Let’s end with a story.  It’s found in the thirty-eighth chapter of Genesis.  The main characters are Judah and his daughter-in-law, Tamar.  As the story goes, Judah has three sons, and the oldest marries Tamar but, after a relatively short marriage, he dies.  So, the second son steps up and marries his brother’s widow; but he, too, dies.

Tamar asks to marry the third son, but Judah balks: “He’s too young,” he says.  He tells her to go back and live with her family and, when the boy grows up, he’ll send for her.  Yeah, right.

She goes back to her family and waits but, of course, Judah has no intention of sending for her.  So, she takes matters in her own hands.  She dresses as a prostitute and sits by the side of the road where she knows Judah will pass.  Sure enough, he approaches her and promises if she’ll let him come into her tent, he’ll give her a newborn lamb.  He has no idea that it’s Tamar.  In the meantime, he promises to leave his signet and cord for her to keep as a pledge until he comes back.

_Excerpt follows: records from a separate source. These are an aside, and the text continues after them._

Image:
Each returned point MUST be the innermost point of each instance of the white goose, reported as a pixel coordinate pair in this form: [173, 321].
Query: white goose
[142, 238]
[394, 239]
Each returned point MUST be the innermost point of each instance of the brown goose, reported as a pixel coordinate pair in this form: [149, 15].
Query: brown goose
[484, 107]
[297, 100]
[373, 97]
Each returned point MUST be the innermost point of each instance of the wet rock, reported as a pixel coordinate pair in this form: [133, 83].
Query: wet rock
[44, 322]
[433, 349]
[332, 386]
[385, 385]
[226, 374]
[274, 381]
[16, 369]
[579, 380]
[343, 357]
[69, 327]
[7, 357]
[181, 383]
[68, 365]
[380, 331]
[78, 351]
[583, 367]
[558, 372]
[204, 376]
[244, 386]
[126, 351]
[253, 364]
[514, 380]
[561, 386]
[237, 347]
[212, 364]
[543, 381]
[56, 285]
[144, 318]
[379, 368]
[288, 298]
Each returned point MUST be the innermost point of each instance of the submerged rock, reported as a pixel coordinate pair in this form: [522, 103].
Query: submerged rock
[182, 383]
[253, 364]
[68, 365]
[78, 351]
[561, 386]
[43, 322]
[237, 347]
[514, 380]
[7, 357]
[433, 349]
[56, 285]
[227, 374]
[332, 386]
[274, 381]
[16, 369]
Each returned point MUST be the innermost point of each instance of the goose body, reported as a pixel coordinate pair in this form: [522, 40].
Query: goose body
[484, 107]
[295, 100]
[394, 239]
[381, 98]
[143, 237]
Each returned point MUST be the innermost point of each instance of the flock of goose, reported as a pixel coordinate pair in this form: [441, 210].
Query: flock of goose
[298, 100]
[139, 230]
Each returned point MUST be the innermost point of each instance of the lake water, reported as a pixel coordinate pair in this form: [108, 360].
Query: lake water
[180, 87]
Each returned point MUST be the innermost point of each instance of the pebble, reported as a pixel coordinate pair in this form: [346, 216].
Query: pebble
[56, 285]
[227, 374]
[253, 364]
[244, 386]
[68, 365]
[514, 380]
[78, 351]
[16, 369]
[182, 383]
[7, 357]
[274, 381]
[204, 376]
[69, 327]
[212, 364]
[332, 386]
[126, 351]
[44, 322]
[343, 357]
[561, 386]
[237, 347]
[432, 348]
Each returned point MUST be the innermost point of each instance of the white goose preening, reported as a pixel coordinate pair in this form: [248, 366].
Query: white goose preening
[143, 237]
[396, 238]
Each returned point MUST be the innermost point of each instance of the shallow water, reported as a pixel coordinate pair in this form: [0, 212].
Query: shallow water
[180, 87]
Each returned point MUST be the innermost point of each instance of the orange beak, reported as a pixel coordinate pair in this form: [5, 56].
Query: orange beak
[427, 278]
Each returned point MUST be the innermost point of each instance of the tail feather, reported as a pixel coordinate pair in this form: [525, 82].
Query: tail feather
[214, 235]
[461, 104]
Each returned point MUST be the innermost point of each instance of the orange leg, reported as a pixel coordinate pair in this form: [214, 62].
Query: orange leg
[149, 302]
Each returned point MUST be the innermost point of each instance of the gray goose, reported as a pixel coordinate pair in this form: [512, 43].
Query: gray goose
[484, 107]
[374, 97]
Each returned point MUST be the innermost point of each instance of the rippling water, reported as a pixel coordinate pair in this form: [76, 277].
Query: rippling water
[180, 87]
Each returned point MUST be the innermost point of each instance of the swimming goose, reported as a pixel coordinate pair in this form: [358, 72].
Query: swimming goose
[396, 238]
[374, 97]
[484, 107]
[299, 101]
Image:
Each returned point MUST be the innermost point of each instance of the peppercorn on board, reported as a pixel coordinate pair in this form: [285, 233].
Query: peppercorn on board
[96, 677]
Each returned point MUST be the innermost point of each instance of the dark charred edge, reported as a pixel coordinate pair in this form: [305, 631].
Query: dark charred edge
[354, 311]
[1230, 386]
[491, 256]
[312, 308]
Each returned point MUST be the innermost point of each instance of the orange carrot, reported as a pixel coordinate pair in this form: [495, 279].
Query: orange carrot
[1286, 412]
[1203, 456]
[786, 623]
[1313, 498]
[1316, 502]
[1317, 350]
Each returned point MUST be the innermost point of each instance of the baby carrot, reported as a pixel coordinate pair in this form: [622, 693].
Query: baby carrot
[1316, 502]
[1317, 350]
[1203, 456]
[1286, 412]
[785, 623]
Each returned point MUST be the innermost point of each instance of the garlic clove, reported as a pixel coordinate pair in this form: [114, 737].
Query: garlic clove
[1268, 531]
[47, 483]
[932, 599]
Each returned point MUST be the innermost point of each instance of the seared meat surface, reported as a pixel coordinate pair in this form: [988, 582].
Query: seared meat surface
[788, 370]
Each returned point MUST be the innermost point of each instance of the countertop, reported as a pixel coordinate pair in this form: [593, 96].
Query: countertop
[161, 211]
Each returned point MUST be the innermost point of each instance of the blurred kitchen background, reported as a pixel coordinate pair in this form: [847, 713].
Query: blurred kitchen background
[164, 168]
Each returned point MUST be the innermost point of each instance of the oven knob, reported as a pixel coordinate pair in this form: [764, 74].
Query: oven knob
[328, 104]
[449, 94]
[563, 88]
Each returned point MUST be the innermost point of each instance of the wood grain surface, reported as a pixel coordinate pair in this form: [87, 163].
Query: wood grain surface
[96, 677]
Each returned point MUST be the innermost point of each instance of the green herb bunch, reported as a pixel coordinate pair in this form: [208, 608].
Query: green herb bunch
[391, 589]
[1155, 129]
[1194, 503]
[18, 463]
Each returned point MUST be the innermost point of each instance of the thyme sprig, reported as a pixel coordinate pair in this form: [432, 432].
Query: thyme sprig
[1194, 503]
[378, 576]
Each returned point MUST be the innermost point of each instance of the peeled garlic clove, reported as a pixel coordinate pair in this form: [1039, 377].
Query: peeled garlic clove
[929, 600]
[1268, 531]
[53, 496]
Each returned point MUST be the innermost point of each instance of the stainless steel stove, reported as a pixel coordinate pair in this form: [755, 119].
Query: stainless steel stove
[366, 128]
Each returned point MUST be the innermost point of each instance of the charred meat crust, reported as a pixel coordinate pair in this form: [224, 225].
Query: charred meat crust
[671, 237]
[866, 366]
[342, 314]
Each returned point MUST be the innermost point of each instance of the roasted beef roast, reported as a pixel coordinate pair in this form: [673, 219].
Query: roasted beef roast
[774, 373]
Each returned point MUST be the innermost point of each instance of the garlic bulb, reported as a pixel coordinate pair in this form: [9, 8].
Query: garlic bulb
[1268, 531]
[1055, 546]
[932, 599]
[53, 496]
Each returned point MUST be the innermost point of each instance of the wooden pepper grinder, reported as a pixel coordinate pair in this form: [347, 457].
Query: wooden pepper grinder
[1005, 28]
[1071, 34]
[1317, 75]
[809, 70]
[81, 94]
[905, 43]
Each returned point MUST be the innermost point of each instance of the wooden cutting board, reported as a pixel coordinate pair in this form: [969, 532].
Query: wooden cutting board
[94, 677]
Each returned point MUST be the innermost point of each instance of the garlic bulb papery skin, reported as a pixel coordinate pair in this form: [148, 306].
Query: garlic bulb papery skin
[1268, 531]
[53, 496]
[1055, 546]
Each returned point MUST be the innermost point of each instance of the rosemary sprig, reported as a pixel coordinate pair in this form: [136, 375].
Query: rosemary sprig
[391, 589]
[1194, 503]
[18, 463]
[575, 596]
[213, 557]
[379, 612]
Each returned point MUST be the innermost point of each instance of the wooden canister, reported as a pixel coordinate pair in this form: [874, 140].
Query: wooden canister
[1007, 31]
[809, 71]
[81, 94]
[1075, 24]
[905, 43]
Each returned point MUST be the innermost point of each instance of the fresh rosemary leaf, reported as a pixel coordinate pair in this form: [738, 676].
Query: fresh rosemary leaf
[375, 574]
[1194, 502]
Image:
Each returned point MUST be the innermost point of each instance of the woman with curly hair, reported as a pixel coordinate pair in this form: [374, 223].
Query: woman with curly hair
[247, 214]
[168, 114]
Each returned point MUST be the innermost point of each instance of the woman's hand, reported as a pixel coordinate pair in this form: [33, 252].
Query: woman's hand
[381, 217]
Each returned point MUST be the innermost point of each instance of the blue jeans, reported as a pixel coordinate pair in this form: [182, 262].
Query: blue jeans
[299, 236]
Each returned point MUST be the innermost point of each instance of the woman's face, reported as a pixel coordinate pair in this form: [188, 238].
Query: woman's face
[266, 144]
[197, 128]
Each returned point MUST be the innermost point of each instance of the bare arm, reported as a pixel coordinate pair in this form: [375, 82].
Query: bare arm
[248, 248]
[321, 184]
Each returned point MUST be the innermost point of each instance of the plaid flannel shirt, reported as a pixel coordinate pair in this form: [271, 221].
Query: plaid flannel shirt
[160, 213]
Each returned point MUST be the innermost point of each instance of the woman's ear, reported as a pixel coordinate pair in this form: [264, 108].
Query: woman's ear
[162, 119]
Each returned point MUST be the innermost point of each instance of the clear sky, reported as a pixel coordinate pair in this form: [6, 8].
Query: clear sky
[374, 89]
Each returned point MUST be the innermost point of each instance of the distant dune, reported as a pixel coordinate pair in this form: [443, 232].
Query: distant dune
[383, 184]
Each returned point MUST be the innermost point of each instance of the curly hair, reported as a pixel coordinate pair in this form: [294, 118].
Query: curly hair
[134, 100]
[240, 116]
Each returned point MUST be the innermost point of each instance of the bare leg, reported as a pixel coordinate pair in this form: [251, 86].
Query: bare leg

When he comes back with her lamb, she is nowhere to be found.  Three months later he’s told that she has played the harlot and is pregnant.  He demands that she be put to death.  On the day of her execution, she’s brought out before the whole community in ridicule.  But before being burned at the stake, she asks to say a final word.  The crowd is hushed. She holds up Judah’s signet and cord and says, “It is by the owner of these that I am pregnant.”  Judah recognizes his signet and cord and confesses, “She is more righteous than I,” and Tamar is set free.

Friends, don’t be judgmental.  Do your best to live up to the teachings and example of Jesus and encourage others to do likewise.  As for any judgments needing to be made, leave them to God and the authority of God’s Word.  And now, if you’ll excuse me, I’ve got a log in my eye I need to see about getting removed.

In the name of the Father, and of the Son, and of the Holy Ghost.  Amen.